Sin duda, la mejor manera de defender al Estado es exacerbando los controles democráticos, las prácticas de diálogo y de transparencia. Haciendo cumplir leyes justas. Me resulta especialmente penoso el espectáculo que ha estallado gracias a unas investigaciones…¡en Canadá! que han puesto en evidencia los seguimientos a varias personalidades de la vida pública, y no tan pública, catalanas. Un ‘affaire’ que, de momento, ha servido para frenar la relativa normalización en las relaciones que se iban estableciendo entre el Gobierno central y el Govern catalán. Confiemos en que se acabe saliendo del bache, como yo pienso que sucederá, pese a todo.

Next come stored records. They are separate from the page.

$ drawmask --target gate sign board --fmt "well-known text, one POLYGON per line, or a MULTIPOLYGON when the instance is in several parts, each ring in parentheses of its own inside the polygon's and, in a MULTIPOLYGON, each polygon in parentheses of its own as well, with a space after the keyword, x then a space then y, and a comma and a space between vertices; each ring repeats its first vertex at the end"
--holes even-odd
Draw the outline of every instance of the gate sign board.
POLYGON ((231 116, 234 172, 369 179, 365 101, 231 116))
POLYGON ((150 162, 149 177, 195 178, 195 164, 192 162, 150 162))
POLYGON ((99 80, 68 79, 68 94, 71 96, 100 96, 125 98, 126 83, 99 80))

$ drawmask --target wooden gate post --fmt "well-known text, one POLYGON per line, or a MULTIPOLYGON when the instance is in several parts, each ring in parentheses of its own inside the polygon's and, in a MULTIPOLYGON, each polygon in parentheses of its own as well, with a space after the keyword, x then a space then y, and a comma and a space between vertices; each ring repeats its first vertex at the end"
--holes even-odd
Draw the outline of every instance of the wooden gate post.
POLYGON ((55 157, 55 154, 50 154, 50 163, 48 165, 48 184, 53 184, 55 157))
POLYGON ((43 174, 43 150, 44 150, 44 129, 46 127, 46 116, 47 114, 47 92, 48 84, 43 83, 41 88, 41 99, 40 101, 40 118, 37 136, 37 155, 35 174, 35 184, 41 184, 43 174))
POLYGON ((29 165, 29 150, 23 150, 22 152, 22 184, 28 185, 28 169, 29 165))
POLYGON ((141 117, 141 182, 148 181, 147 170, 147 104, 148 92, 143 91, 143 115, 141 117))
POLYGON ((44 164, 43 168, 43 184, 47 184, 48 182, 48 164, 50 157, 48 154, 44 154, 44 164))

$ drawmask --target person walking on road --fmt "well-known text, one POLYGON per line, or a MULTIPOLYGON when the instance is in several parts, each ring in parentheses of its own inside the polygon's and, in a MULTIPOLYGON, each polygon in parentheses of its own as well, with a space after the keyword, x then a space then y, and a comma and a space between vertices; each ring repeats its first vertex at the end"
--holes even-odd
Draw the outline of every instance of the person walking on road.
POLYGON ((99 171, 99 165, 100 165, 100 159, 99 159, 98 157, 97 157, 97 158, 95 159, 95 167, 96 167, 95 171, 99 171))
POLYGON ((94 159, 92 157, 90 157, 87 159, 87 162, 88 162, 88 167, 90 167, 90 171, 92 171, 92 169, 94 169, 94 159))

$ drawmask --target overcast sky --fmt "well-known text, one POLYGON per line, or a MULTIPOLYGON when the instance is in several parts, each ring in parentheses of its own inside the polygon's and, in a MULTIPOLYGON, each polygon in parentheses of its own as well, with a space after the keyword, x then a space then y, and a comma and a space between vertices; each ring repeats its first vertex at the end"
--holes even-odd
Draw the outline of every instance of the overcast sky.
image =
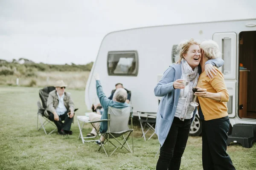
POLYGON ((0 0, 0 59, 84 64, 110 32, 256 18, 255 0, 0 0))

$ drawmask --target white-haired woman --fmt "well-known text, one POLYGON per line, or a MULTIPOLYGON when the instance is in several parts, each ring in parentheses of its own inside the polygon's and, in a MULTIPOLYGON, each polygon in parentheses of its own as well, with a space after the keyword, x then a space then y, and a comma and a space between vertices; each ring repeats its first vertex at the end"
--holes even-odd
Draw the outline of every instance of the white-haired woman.
POLYGON ((198 97, 198 113, 203 122, 203 167, 204 170, 235 170, 226 152, 230 125, 226 102, 229 96, 224 78, 218 69, 213 79, 209 79, 204 74, 206 62, 220 57, 221 53, 218 44, 212 40, 203 42, 200 47, 202 72, 197 87, 201 89, 195 95, 198 97))
MULTIPOLYGON (((199 44, 190 39, 180 44, 178 50, 179 63, 169 67, 154 88, 155 96, 163 96, 158 107, 155 128, 161 145, 157 170, 180 169, 191 123, 196 111, 190 102, 195 97, 192 88, 196 85, 199 76, 198 65, 201 59, 199 44), (183 75, 188 76, 188 85, 186 88, 181 83, 184 80, 183 75), (180 93, 180 89, 184 89, 184 92, 180 93)), ((218 66, 224 63, 221 59, 211 61, 212 63, 214 62, 218 63, 218 66)))

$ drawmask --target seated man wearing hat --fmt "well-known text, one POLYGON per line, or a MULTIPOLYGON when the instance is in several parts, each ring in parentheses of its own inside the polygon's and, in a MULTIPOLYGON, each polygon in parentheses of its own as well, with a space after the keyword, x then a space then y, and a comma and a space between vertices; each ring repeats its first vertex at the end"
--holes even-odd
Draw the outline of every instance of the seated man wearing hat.
POLYGON ((47 100, 47 110, 49 119, 53 121, 62 135, 72 135, 71 123, 74 117, 75 106, 71 94, 65 92, 67 85, 63 81, 57 81, 55 90, 49 94, 47 100), (64 120, 64 122, 61 121, 64 120))

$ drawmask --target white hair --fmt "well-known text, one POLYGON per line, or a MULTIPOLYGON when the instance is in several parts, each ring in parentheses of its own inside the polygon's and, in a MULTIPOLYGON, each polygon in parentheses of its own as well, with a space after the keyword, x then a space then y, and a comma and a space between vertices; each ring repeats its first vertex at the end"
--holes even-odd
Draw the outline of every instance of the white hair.
POLYGON ((127 99, 127 91, 123 88, 117 89, 114 93, 113 99, 117 102, 124 103, 127 99))
POLYGON ((214 41, 211 40, 204 41, 200 46, 200 48, 204 50, 204 56, 208 60, 220 57, 221 56, 218 45, 214 41))

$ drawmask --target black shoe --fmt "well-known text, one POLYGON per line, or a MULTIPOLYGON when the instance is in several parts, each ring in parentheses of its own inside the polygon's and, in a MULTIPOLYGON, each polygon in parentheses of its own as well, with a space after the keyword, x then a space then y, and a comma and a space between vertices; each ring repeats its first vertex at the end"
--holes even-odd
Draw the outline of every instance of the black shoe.
POLYGON ((63 129, 61 129, 61 130, 58 131, 58 132, 60 135, 66 135, 67 134, 63 129))
POLYGON ((72 130, 64 130, 64 132, 67 135, 72 135, 72 134, 73 134, 73 132, 72 132, 72 130))
POLYGON ((104 143, 104 142, 102 142, 101 143, 100 143, 100 142, 99 140, 98 140, 97 141, 96 141, 96 144, 98 144, 99 146, 101 146, 102 144, 103 144, 104 143))

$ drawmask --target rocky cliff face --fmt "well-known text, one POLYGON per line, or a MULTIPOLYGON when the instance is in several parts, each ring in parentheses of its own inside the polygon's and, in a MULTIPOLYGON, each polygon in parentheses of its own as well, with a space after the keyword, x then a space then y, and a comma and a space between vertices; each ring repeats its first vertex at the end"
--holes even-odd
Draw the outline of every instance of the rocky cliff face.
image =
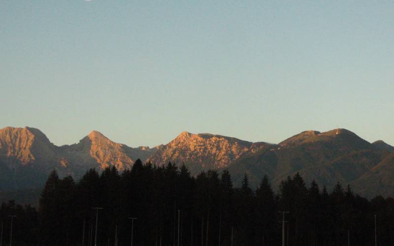
POLYGON ((243 153, 256 151, 259 144, 236 138, 210 134, 194 134, 183 132, 148 160, 157 165, 168 162, 184 163, 192 175, 203 170, 223 168, 243 153))
POLYGON ((0 129, 0 170, 4 176, 0 188, 40 186, 54 169, 61 177, 77 179, 91 168, 114 166, 123 171, 137 158, 145 161, 157 149, 131 148, 96 131, 78 144, 58 147, 38 129, 7 127, 0 129))
POLYGON ((394 147, 371 144, 344 129, 306 131, 278 144, 252 143, 210 134, 182 132, 165 145, 131 148, 94 131, 79 143, 58 147, 37 129, 0 129, 0 189, 41 188, 53 169, 61 177, 80 178, 89 168, 130 168, 139 158, 152 164, 184 163, 193 175, 228 169, 234 184, 245 173, 255 188, 264 175, 277 189, 296 173, 308 184, 316 180, 328 189, 339 181, 363 195, 393 195, 394 147))

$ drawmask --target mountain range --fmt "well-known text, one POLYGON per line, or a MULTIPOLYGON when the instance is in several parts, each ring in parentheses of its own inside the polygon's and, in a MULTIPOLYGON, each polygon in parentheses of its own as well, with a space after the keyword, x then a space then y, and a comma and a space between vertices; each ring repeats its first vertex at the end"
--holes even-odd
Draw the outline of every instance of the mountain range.
POLYGON ((77 144, 57 146, 38 129, 7 127, 0 129, 0 189, 40 188, 53 169, 76 180, 91 168, 114 166, 122 171, 138 158, 157 165, 185 163, 193 175, 227 169, 236 186, 245 173, 254 188, 267 175, 277 189, 299 173, 307 185, 315 180, 329 189, 339 182, 368 197, 394 196, 394 147, 345 129, 304 131, 277 144, 184 132, 149 148, 117 143, 96 131, 77 144))

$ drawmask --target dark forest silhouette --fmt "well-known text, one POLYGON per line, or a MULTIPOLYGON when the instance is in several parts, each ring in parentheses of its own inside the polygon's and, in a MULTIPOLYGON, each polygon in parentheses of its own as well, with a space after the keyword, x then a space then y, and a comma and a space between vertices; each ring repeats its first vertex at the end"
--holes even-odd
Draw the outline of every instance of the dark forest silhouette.
MULTIPOLYGON (((0 208, 3 245, 9 242, 15 215, 13 245, 93 246, 96 212, 98 245, 278 246, 286 214, 288 246, 394 245, 394 199, 370 201, 339 183, 328 193, 298 174, 283 181, 275 194, 266 176, 250 187, 245 175, 234 188, 228 171, 202 172, 191 177, 184 165, 143 164, 119 173, 108 167, 101 174, 88 170, 76 183, 53 171, 42 190, 38 211, 12 201, 0 208), (178 215, 180 216, 178 217, 178 215), (179 225, 178 234, 178 223, 179 225), (84 230, 84 228, 85 230, 84 230)), ((0 225, 1 226, 1 225, 0 225)))

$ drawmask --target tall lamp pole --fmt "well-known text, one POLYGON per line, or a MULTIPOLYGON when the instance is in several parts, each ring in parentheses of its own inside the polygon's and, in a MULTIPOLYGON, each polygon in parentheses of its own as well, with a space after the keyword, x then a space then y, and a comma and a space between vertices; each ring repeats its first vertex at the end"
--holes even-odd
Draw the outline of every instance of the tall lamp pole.
POLYGON ((378 246, 377 235, 376 234, 376 215, 375 215, 375 246, 378 246))
POLYGON ((3 222, 1 222, 1 235, 0 237, 0 246, 3 245, 3 222))
POLYGON ((137 218, 134 218, 134 217, 129 217, 129 219, 131 220, 131 246, 132 246, 132 233, 133 233, 133 231, 134 230, 133 230, 133 229, 134 229, 134 219, 137 219, 137 218))
POLYGON ((285 214, 289 214, 287 211, 279 211, 278 213, 280 213, 282 214, 282 246, 285 246, 285 214))
POLYGON ((102 208, 92 208, 96 210, 96 234, 95 234, 95 246, 97 246, 97 225, 98 224, 98 210, 103 209, 102 208))
POLYGON ((8 217, 11 217, 11 232, 10 233, 9 236, 9 246, 12 245, 12 223, 14 222, 14 217, 16 217, 16 215, 8 215, 8 217))
POLYGON ((178 246, 179 246, 179 219, 180 217, 181 211, 178 210, 178 246))

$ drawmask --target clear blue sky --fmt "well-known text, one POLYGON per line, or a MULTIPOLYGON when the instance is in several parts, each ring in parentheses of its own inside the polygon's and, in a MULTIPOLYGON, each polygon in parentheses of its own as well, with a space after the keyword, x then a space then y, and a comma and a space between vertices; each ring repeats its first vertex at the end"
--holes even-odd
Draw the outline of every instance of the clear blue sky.
POLYGON ((393 1, 0 1, 0 127, 394 145, 393 1))

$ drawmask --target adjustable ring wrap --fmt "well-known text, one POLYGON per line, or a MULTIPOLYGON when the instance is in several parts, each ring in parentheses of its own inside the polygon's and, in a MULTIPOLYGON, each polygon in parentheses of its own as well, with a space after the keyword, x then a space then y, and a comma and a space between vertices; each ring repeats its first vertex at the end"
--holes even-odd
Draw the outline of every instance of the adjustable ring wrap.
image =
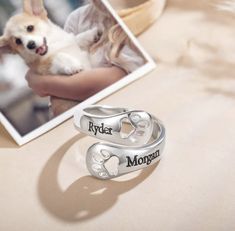
POLYGON ((110 142, 95 143, 87 151, 87 168, 99 179, 118 177, 161 159, 165 128, 145 111, 89 106, 77 111, 74 121, 80 132, 110 142), (108 164, 111 159, 117 162, 114 169, 108 164))

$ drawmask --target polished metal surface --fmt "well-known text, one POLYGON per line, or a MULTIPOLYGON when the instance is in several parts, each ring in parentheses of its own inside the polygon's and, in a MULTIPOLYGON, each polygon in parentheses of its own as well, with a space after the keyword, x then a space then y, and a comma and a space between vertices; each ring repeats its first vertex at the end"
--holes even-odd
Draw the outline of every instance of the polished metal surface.
POLYGON ((111 179, 161 159, 165 128, 147 112, 90 106, 77 111, 74 119, 82 133, 112 142, 96 143, 87 151, 87 168, 97 178, 111 179), (131 129, 123 131, 126 125, 131 129), (109 162, 113 162, 111 167, 109 162))

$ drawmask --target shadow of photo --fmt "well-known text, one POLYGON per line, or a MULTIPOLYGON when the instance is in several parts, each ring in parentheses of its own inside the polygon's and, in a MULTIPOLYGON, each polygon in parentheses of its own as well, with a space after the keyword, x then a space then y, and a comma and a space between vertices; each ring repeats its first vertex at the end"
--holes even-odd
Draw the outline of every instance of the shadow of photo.
POLYGON ((63 191, 58 183, 60 163, 71 145, 82 137, 78 135, 60 147, 48 160, 39 177, 38 196, 42 206, 64 222, 82 222, 106 212, 115 205, 121 194, 138 186, 157 166, 150 166, 137 177, 122 182, 83 176, 63 191))

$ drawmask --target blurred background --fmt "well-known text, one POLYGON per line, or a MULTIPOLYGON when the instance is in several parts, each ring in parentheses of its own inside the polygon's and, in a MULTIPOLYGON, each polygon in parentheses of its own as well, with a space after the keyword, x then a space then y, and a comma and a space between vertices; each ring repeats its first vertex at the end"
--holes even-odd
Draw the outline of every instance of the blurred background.
MULTIPOLYGON (((64 25, 68 15, 83 4, 83 0, 46 0, 50 19, 64 25)), ((22 11, 22 0, 0 0, 0 34, 14 14, 22 11)), ((0 58, 0 110, 18 132, 24 136, 50 120, 49 98, 36 96, 25 81, 28 67, 17 55, 0 58)))

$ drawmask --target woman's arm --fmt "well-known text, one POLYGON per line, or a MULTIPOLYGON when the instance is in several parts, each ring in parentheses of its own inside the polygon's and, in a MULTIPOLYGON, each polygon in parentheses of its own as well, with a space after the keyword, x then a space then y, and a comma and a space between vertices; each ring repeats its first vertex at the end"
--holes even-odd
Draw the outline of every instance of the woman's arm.
POLYGON ((73 76, 38 76, 29 71, 29 87, 40 96, 56 96, 83 101, 126 76, 121 68, 112 66, 85 70, 73 76))

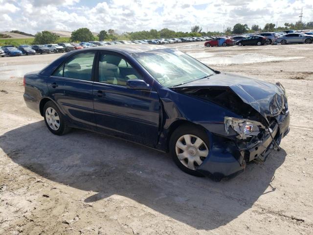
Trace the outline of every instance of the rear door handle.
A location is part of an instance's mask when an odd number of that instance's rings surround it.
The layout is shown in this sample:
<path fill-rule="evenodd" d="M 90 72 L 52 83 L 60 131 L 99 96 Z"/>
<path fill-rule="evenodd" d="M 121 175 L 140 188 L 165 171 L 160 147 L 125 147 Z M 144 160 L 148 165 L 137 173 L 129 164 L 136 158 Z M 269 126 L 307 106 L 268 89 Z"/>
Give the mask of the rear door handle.
<path fill-rule="evenodd" d="M 103 93 L 103 92 L 101 90 L 99 90 L 97 92 L 98 97 L 102 97 L 105 96 L 105 94 Z"/>
<path fill-rule="evenodd" d="M 55 88 L 57 87 L 58 87 L 59 85 L 57 84 L 56 82 L 54 82 L 53 83 L 51 83 L 50 85 L 53 88 Z"/>

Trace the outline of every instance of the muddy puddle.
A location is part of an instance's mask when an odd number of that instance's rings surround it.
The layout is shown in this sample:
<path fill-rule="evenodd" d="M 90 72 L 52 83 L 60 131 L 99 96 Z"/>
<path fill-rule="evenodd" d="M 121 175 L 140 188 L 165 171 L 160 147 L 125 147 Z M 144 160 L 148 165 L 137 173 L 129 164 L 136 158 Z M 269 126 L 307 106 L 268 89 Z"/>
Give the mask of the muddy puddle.
<path fill-rule="evenodd" d="M 278 62 L 283 60 L 296 60 L 304 58 L 299 56 L 276 57 L 253 53 L 229 55 L 225 56 L 220 56 L 218 54 L 219 53 L 204 52 L 191 52 L 187 53 L 187 54 L 205 64 L 219 66 Z"/>
<path fill-rule="evenodd" d="M 33 71 L 40 70 L 46 66 L 47 64 L 35 65 L 10 65 L 9 63 L 0 63 L 0 80 L 10 78 L 23 77 L 25 73 Z"/>

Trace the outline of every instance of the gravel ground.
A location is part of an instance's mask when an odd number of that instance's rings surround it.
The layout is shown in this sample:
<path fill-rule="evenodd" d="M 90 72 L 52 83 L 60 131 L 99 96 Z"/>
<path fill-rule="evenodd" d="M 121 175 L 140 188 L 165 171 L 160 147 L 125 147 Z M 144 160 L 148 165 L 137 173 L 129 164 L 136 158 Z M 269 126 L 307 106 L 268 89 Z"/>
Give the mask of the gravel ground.
<path fill-rule="evenodd" d="M 291 131 L 281 151 L 216 183 L 124 141 L 54 136 L 25 106 L 16 74 L 60 54 L 0 58 L 0 234 L 313 234 L 313 45 L 202 45 L 170 46 L 285 86 Z"/>

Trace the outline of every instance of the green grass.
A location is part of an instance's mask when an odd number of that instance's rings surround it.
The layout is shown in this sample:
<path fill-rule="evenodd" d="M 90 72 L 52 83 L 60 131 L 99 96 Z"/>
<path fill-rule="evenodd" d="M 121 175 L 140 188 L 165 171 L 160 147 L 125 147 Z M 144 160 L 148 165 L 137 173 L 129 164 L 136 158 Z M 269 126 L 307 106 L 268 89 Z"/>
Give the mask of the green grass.
<path fill-rule="evenodd" d="M 56 43 L 69 43 L 70 41 L 69 37 L 62 37 L 60 38 Z M 13 45 L 18 47 L 22 45 L 31 45 L 33 44 L 33 42 L 34 38 L 0 38 L 0 46 Z"/>

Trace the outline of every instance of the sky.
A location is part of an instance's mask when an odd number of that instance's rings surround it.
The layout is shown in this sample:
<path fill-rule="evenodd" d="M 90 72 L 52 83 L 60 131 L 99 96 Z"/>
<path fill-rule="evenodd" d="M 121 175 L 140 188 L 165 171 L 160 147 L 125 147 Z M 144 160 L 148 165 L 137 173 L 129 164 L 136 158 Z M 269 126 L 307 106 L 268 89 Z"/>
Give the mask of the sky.
<path fill-rule="evenodd" d="M 88 27 L 119 33 L 168 28 L 223 32 L 237 23 L 263 27 L 313 21 L 313 0 L 0 0 L 0 31 L 35 33 Z"/>

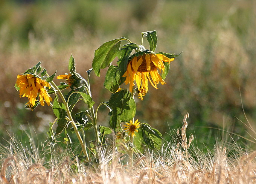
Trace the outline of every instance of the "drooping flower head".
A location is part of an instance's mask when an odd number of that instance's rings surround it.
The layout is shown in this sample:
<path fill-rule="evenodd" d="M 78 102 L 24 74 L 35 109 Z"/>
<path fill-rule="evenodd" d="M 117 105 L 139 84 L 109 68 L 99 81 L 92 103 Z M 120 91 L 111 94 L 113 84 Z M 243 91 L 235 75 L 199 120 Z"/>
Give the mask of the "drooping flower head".
<path fill-rule="evenodd" d="M 127 70 L 122 76 L 126 77 L 125 84 L 130 83 L 130 90 L 131 92 L 135 85 L 135 81 L 139 91 L 139 98 L 143 100 L 143 97 L 148 90 L 149 81 L 156 89 L 159 82 L 162 85 L 166 84 L 159 72 L 163 73 L 165 72 L 164 62 L 169 63 L 174 59 L 148 50 L 136 53 L 129 61 Z"/>
<path fill-rule="evenodd" d="M 57 79 L 66 79 L 70 87 L 72 85 L 74 81 L 74 79 L 73 78 L 71 77 L 72 76 L 72 75 L 71 73 L 66 75 L 61 75 L 57 77 Z"/>
<path fill-rule="evenodd" d="M 21 97 L 21 95 L 23 97 L 27 97 L 29 102 L 26 105 L 31 109 L 37 101 L 39 101 L 43 106 L 44 101 L 49 106 L 50 102 L 52 100 L 44 88 L 48 87 L 49 89 L 50 88 L 51 86 L 49 83 L 34 75 L 18 75 L 16 85 L 17 87 L 19 88 L 20 97 Z"/>
<path fill-rule="evenodd" d="M 126 128 L 123 130 L 126 132 L 127 132 L 129 133 L 129 135 L 130 135 L 132 137 L 133 137 L 134 135 L 136 136 L 134 132 L 138 132 L 137 129 L 140 127 L 140 122 L 138 122 L 138 120 L 135 121 L 134 122 L 133 122 L 132 120 L 130 120 L 130 123 L 126 123 L 125 127 Z"/>

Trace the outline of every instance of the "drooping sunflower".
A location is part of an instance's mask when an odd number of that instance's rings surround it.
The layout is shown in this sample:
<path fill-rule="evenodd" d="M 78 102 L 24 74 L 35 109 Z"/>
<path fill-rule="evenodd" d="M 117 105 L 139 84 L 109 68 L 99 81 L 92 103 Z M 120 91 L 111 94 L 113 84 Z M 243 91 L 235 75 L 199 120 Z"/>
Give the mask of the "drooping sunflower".
<path fill-rule="evenodd" d="M 125 84 L 130 83 L 131 92 L 136 82 L 139 91 L 139 98 L 143 100 L 143 97 L 148 90 L 148 81 L 154 88 L 157 89 L 157 84 L 166 84 L 159 74 L 159 72 L 165 71 L 164 62 L 169 63 L 174 58 L 169 58 L 161 54 L 155 54 L 152 52 L 145 51 L 135 53 L 134 57 L 128 61 L 127 69 L 123 75 L 126 77 Z"/>
<path fill-rule="evenodd" d="M 43 106 L 44 105 L 44 101 L 48 106 L 50 105 L 50 102 L 52 99 L 44 87 L 48 87 L 50 89 L 51 86 L 46 81 L 31 74 L 18 75 L 16 84 L 20 88 L 20 97 L 21 97 L 22 95 L 23 97 L 28 98 L 29 102 L 26 105 L 29 108 L 32 109 L 37 101 Z"/>
<path fill-rule="evenodd" d="M 137 119 L 134 122 L 133 122 L 132 120 L 130 120 L 130 123 L 126 123 L 126 125 L 125 125 L 125 127 L 126 128 L 124 129 L 123 130 L 128 132 L 129 135 L 130 135 L 132 137 L 133 137 L 134 135 L 136 136 L 134 132 L 138 132 L 137 129 L 140 127 L 140 123 L 138 122 Z"/>
<path fill-rule="evenodd" d="M 72 85 L 74 80 L 74 79 L 71 77 L 71 76 L 72 76 L 72 75 L 71 73 L 66 75 L 61 75 L 57 77 L 57 79 L 66 79 L 70 87 Z M 68 87 L 69 87 L 67 88 Z"/>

Creo, sin la menor duda, que la solicitada comisión parlamentaria de investigación –para lo que sirva—sobre las actividades de Pegasus solicitada por varios grupos en el Congreso ha de ponerse en marcha cuanto antes, y que el propio grupo socialista debe apoyarlo e incentivarlo. Me parece que hemos dado todos un paso atrás en la construcción de la democracia y en el fomento de la convivencia política. Y ya se sabe que en tiempos de guerra –la guerra tiene muchos frentes y exponentes—la primera víctima es la verdad. Y la democracia. Resulta difícil decir que vivimos en ella cuando suceden cosas como esta, cuando alguien, todavía risueño y bromista, puede decir que “si a usted no le han pinchado el teléfono, usted aquí no es nadie”.